Resistance of diseases to antimicrobials has increased dramatically in the last decade, with a deadly impact on the control of diseases such as tuberculosis, malaria, cholera, dysentery and pneumonia. As a result people with infections are ill for longer periods and are at greater risk of dying, and epidemics are prolonged.
Resistant organisms have no natural barriers; aided by international air travel they can move quickly from remote locations to have a worldwide impact. As resistance spreads, the effective life span of drugs shrinks; as fewer new drugs appear, the gulf widens between infection and control. In the case of malaria there is a double threat: on the one hand the malaria parasites are resistant to antimalarial drugs, and on the other the malaria-carrying mosquitos are resistant to insecticides. Rapid development of malaria drug resistance has already occurred in most areas of the world.

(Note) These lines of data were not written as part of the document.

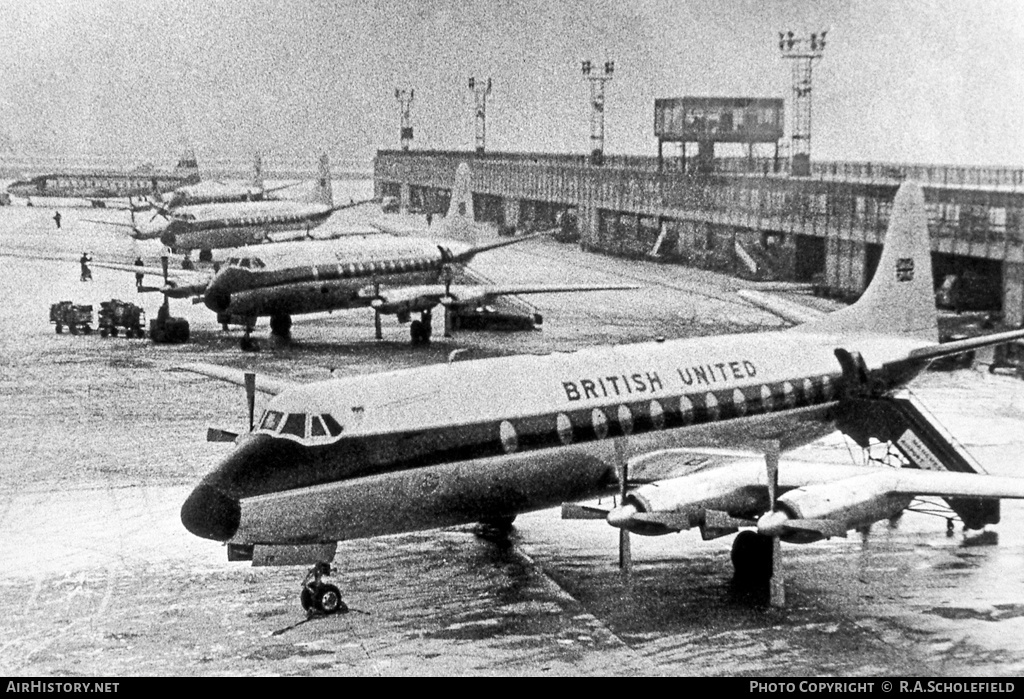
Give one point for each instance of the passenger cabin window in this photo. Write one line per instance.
(271, 421)
(295, 424)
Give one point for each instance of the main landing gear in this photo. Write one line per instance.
(318, 597)
(420, 331)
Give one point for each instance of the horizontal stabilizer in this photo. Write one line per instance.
(214, 434)
(264, 384)
(572, 511)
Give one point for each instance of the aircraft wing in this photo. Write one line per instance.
(411, 299)
(724, 493)
(181, 284)
(264, 384)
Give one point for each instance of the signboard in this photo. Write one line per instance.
(723, 120)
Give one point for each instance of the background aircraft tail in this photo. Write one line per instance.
(900, 299)
(186, 165)
(458, 222)
(324, 192)
(258, 173)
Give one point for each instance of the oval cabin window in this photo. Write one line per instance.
(600, 423)
(510, 441)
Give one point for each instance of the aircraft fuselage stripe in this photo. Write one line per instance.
(641, 413)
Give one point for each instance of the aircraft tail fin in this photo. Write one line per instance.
(900, 299)
(258, 173)
(324, 193)
(187, 165)
(458, 223)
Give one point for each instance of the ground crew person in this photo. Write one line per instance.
(86, 272)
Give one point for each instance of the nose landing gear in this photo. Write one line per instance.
(318, 597)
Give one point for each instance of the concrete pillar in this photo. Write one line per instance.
(510, 210)
(1013, 293)
(403, 197)
(588, 226)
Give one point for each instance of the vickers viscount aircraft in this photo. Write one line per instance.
(215, 192)
(98, 186)
(212, 226)
(395, 275)
(483, 440)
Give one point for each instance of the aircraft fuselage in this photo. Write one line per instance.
(235, 231)
(329, 459)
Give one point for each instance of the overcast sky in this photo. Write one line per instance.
(900, 80)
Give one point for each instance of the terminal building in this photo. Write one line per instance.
(760, 216)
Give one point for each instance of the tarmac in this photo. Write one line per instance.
(102, 443)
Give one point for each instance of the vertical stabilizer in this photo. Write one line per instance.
(187, 167)
(459, 220)
(900, 299)
(325, 193)
(258, 173)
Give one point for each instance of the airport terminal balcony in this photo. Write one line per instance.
(748, 216)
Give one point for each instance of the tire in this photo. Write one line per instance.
(328, 600)
(752, 558)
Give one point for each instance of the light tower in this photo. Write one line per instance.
(597, 81)
(480, 92)
(803, 52)
(404, 98)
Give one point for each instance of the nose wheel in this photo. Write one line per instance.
(318, 597)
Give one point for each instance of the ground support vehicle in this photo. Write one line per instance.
(116, 314)
(75, 318)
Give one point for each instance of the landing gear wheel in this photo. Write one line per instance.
(752, 558)
(281, 325)
(328, 600)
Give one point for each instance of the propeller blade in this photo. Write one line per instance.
(625, 550)
(571, 511)
(214, 434)
(251, 398)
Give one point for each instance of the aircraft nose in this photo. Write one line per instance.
(210, 514)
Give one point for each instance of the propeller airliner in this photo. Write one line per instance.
(484, 440)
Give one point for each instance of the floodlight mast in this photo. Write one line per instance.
(803, 52)
(404, 98)
(597, 81)
(480, 91)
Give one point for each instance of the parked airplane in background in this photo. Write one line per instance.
(213, 226)
(396, 275)
(97, 186)
(483, 440)
(216, 192)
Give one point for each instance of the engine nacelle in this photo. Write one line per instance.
(850, 503)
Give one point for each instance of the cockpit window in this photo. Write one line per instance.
(316, 427)
(271, 421)
(295, 424)
(332, 425)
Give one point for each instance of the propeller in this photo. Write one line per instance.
(625, 551)
(777, 583)
(377, 312)
(214, 434)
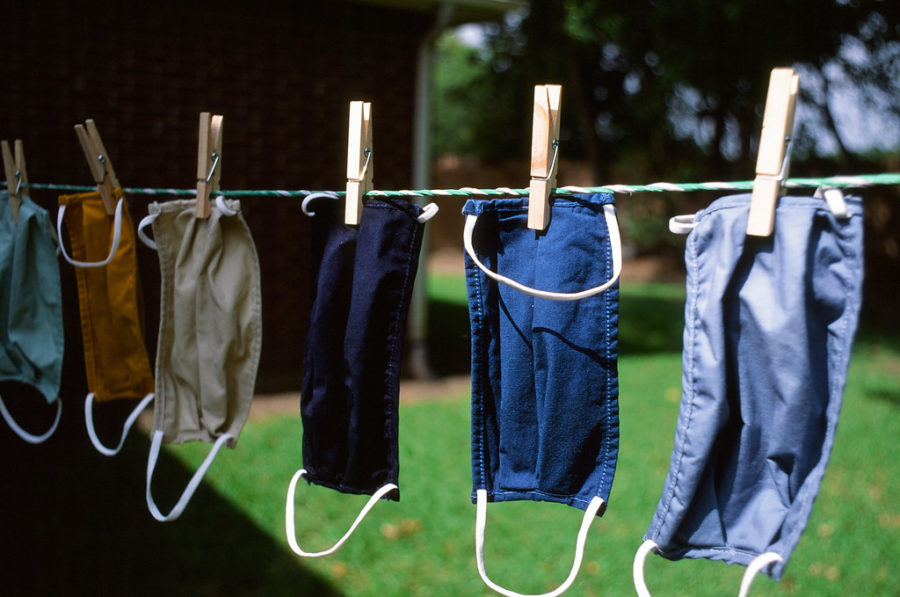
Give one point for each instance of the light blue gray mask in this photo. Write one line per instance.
(769, 324)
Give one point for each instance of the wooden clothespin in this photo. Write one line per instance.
(774, 150)
(544, 151)
(99, 163)
(209, 158)
(16, 176)
(360, 160)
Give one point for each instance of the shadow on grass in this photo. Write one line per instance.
(650, 324)
(75, 522)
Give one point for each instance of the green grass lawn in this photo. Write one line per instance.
(424, 545)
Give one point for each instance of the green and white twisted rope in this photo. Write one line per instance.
(862, 180)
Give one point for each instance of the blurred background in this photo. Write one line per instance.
(652, 91)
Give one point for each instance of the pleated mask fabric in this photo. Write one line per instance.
(103, 252)
(362, 286)
(543, 310)
(31, 324)
(210, 332)
(769, 325)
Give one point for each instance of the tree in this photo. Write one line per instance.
(675, 88)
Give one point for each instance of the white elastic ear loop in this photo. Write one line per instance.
(29, 437)
(89, 423)
(312, 197)
(289, 517)
(428, 212)
(682, 224)
(836, 202)
(758, 563)
(615, 246)
(637, 569)
(146, 221)
(117, 233)
(191, 486)
(480, 522)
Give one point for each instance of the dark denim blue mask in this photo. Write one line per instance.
(769, 323)
(362, 285)
(544, 315)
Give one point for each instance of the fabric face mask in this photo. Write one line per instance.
(362, 286)
(769, 324)
(31, 326)
(110, 305)
(210, 331)
(544, 316)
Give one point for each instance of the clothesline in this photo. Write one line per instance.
(862, 180)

Resistant strains of the tuberculosis bacilli are also widespread: there have been alarming outbreaks of tuberculosis caused by multidrug-resistant strains in the United States. Both of the organisms that cause pneumonia, a major cause of death in children, are becoming increasingly resistant to drugs. The same is true of salmonellae, a leading cause of foodborne infections, and enterococci bacteria, which cause a host of complications in hospital patients. Hospital infections are a huge problem worldwide and are responsible for 70 000 deaths a year in the United States alone.